Impact of cybersquatting on businesses

• Customer confusion: Fake websites can mislead users into believing they are interacting with a trusted brand.
• Fraud and data theft: Cybercriminals may use counterfeit domains to steal login credentials, credit card information, and personal data.
• Reputational damage: If a cybersquatter uses a fake domain to promote scams or distribute malware, the legitimate brand may suffer reputational harm.
• Financial losses: Companies may have to spend substantial amounts of money on legal fees or domain acquisition costs to reclaim their brand identity online.

Related: What is malware? 

How to prevent cybersquatting

• Register your business name early: Secure your brand's domain name as soon as possible to prevent unauthorized registrations.
• Purchase multiple top-level domains (TLDs): Consider registering common variations of your domain, such as .com, .net, .org, and country-specific domains.
• Monitor domain registrations: Use trademark watch services and domain monitoring tools to detect and address potential cybersquatting threats.
• Understand ACPA and UDRP: Familiarize yourself with legal frameworks such as the Anticybersquatting Consumer Protection Act and the Uniform Domain-Name Dispute-Resolution Policy to know your rights.
• Negotiate before litigating: If someone registers a domain related to your brand, consider reaching out to negotiate a purchase before pursuing legal action.

FAQs

What is cybersquatting?

Cybersquatting is the act of registering, using, or selling a domain name with the intent of profiting from the trademarked name of another entity.

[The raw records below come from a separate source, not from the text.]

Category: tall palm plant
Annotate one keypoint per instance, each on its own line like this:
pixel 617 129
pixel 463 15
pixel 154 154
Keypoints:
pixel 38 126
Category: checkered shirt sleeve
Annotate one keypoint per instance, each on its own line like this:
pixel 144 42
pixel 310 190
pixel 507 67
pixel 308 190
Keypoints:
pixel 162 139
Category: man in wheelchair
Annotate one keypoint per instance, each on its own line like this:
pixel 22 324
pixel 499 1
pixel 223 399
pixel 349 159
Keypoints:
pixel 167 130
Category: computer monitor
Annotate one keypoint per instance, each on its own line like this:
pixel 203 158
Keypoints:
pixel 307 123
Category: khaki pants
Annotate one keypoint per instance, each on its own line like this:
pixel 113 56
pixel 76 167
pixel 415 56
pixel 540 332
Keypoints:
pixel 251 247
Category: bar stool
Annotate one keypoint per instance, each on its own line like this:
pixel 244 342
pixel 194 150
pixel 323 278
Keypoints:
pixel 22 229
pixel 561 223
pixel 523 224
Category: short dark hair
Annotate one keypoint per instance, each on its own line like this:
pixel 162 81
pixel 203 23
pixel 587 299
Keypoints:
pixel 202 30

How does cybersquatting happen?

It occurs when individuals intentionally register domain names that are identical or confusingly similar to existing trademarks or business names, often to extort money or mislead consumers.

Is cybersquatting legal?

No, cybersquatting is illegal under the Anticybersquatting Consumer Protection Act (ACPA) of 1999. Trademark owners can take legal action against cybersquatters to recover domain names and seek damages.

How can cybersquatting be prevented?

Preventive measures include registering domain names early, securing multiple TLDs, monitoring domain activity, and understanding legal protections such as ACPA and UDRP.